ISE535-ISE 535 Data Mining代写
时间:2023-04-27
ISE 535 Data Mining Exam 2 Due on May 4 by 1 pm
1. Here we develop a classification model to predict if a text message is spam or not, using the words in the
message. The file sms.csv has sms messages. Column type identifies the message as spam or non-spam
(called ham). Column text has the text message. Use
library(tm) # VCorpus( ), tm_map( ), findFreqTerms( )
# read all as character columns
df0 <- read.csv("sms.csv", stringsAsFactors = FALSE)
str(df0)
to store this file into a dataframe with 2 character columns, then convert the first column to a factor. The
classification model will predict if the message is spam by using the words in the message ignoring the order
of the words. Thus, first we need to clean the data, split the message into words, then build the model.
a) (10 pts.) Text messages may contain words, spaces, numbers, and punctuation. To split the message into
individual words, noise characters need to be removed. The text data mining library tm is useful.
# build a corpus (a collection of messages suitable for text mining)
sms_corpus <- VCorpus(VectorSource(df0$text))
# examine it
as.character(sms_corpus[[1]])
lapply(sms_corpus[1:2], as.character)
# change all words to lowercase
sms_corpus_clean <- tm_map(sms_corpus, content_transformer(tolower))
as.character(sms_corpus_clean[[1]])
# remove numbers
sms_corpus_clean <- tm_map(sms_corpus_clean, removeNumbers)
# remove stop words
sms_corpus_clean <- tm_map(sms_corpus_clean, removeWords, stopwords())
# remove punctuation
sms_corpus_clean <- tm_map(sms_corpus_clean, removePunctuation)

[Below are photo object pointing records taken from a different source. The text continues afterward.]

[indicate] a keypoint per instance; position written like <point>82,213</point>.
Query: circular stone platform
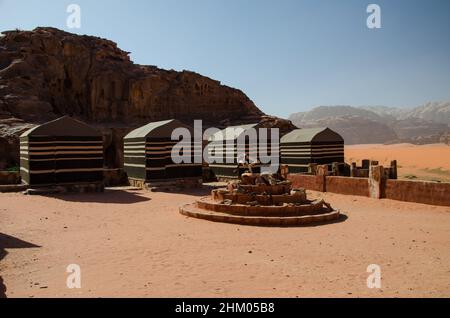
<point>261,205</point>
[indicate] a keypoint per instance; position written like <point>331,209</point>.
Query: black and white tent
<point>148,151</point>
<point>63,151</point>
<point>302,147</point>
<point>224,144</point>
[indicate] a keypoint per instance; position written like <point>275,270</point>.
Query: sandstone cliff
<point>378,124</point>
<point>47,73</point>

# example of word stemming
library(SnowballC)
wordStem(c("learn", "learned", "learning", "learns"))
#
# replace words by stem words
sms_corpus_clean <- tm_map(sms_corpus_clean, stemDocument)

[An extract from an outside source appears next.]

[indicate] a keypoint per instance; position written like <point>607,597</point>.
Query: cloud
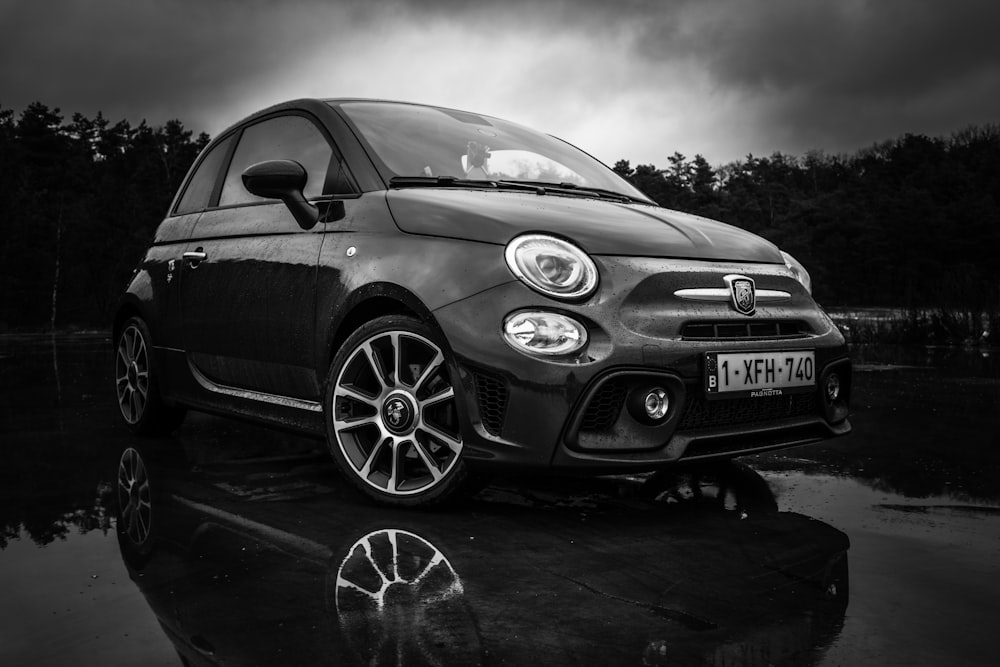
<point>630,79</point>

# eliminate unneeded whitespace
sms_corpus_clean <- tm_map(sms_corpus_clean, stripWhitespace)
# compare original with the final clean corpus
lapply(sms_corpus[1:3], as.character)
lapply(sms_corpus_clean[1:3], as.character)
b) (10 pts.) Convert the tm object sms_corpus_clean to a Document term matrix DTM as follows. How
many binary columns does the matrix has?
sms_dtm <- DocumentTermMatrix(sms_corpus_clean)
ISE 535 Data Mining Exam 2 Due on May 4 by 1 pm
c) (10 pts.) Split the matrix into train set (first 4169 rows) and test set. Further simplify these sets by keeping
words that appear at least 5 times in the data.
sms_dtm <- DocumentTermMatrix(sms_corpus_clean)
dim(sms_dtm)
# split into train and test sets
m = 4169
sms_dtm_train <- sms_dtm[1:m, ]
sms_dtm_test <- sms_dtm[(m+1):5559, ]
dim(sms_dtm_train)
sms_train_labels <- df0[1:m, ]$type
sms_test_labels <- df0[(m+1):5559, ]$type
# vector with words appearing at least 5 times
sms_freq_words <- findFreqTerms(sms_dtm_train, 5)
# show some of them
set.seed(2)
sample(sms_freq_words,12)
# DTMs with only the frequent terms
sms_dtm_freq_train <- sms_dtm_train[ , sms_freq_words]
sms_dtm_freq_test <- sms_dtm_test[ , sms_freq_words]
# a function that converts 1/0 to Yes/No
convert_counts = function(x) x = ifelse(x > 0, "Yes", "No")
# Use convert_counts() to the columns of the train/test sets
sms_train <- apply(sms_dtm_freq_train, 2, convert_counts)
sms_test <- apply(sms_dtm_freq_test, 2, convert_counts)
dim(sms_test)
d) (20 pts.) Use the train set to build a Naive Bayes model. Use it to predict the test set with threshold equal
to 0.50. Report the TPR and FPR.
e) (20 pts.) Change the threshold to improve the test positive accuracy rate. Report the improved TPR and
FPR.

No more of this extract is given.